Irina Heaver, a crypto lawyer and founder of NeosLegal, explains that the legislation extends regulatory requirements to “protocols, DeFi platforms, middleware, and even infrastructure providers” if they enable financial activities like payments, exchange, lending, custody, or investment services. This means projects operating in the UAE need to treat this as a crucial regulatory milestone and align their systems before the September 2026 transition deadline.
“Just Code” No Longer a Valid Defense
The law’s key provisions, specifically Article 61 and Article 62, establish that any person or entity conducting licensed financial activities “through any means, medium, or technology” falls under the Central Bank of the UAE’s regulatory perimeter. In practical terms, this eliminates the ability for DeFi projects to avoid regulation by claiming they are “just code.” The argument of decentralization no longer exempts protocols from compliance requirements.
Heaver notes that protocols supporting stablecoins, real-world assets, decentralized exchange functions, bridges, or liquidity routing may now require licensing. Enforcement is already active, with penalties for unlicensed activity including fines up to 1 billion dirhams (approximately $272 million) and potential criminal sanctions.

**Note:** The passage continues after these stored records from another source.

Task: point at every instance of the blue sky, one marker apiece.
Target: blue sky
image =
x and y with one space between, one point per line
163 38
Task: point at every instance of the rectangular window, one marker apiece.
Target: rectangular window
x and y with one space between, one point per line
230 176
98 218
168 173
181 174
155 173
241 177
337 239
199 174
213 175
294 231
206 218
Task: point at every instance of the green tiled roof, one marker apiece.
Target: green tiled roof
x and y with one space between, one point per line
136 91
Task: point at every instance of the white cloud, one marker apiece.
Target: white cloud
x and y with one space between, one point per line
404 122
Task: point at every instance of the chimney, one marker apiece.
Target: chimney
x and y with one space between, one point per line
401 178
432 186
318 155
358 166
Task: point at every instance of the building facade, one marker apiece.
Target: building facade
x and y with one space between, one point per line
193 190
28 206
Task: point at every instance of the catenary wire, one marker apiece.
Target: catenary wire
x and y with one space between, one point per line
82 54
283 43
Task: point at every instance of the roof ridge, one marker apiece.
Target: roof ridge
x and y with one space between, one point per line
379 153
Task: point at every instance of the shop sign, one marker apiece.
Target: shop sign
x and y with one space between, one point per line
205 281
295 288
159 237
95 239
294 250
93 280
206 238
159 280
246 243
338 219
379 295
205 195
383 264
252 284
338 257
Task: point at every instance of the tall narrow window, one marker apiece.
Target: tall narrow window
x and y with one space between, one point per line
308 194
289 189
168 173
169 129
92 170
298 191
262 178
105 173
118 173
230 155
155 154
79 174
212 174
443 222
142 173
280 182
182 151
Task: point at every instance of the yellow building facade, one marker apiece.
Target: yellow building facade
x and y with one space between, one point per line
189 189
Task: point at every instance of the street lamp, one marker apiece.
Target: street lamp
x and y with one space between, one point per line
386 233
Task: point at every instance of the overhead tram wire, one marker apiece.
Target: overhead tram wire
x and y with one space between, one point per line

Self-Custody Wallets Remain Permitted
There has been some confusion about whether the law affects self-custody or non-custodial wallets. Kokila Alagh, founder of Karm Legal Consultants, clarifies that the legislation does not ban self-custody or restrict individuals from using their own wallets. Instead, it expands the regulatory perimeter for companies.
“If a wallet provider enables payments, transfers, or other regulated financial services for UAE users, licensing requirements may apply,” Alagh explains. Her firm has received numerous queries about this issue and is actively following up with the Central Bank for further clarification, though no specific timeline has been provided.
Some industry observers had suggested the law effectively bans crypto and self-custodial wallet apps in the UAE, but both Alagh and Heaver dispute this interpretation. The law primarily targets companies providing stored value services rather than individual users managing their own assets.
This regulatory development comes as the UAE continues to position itself as a hub for digital asset innovation while establishing clear legal frameworks. The approach appears to balance innovation with consumer protection, though the practical implementation details will likely become clearer as the September 2026 deadline approaches and the Central Bank provides additional guidance.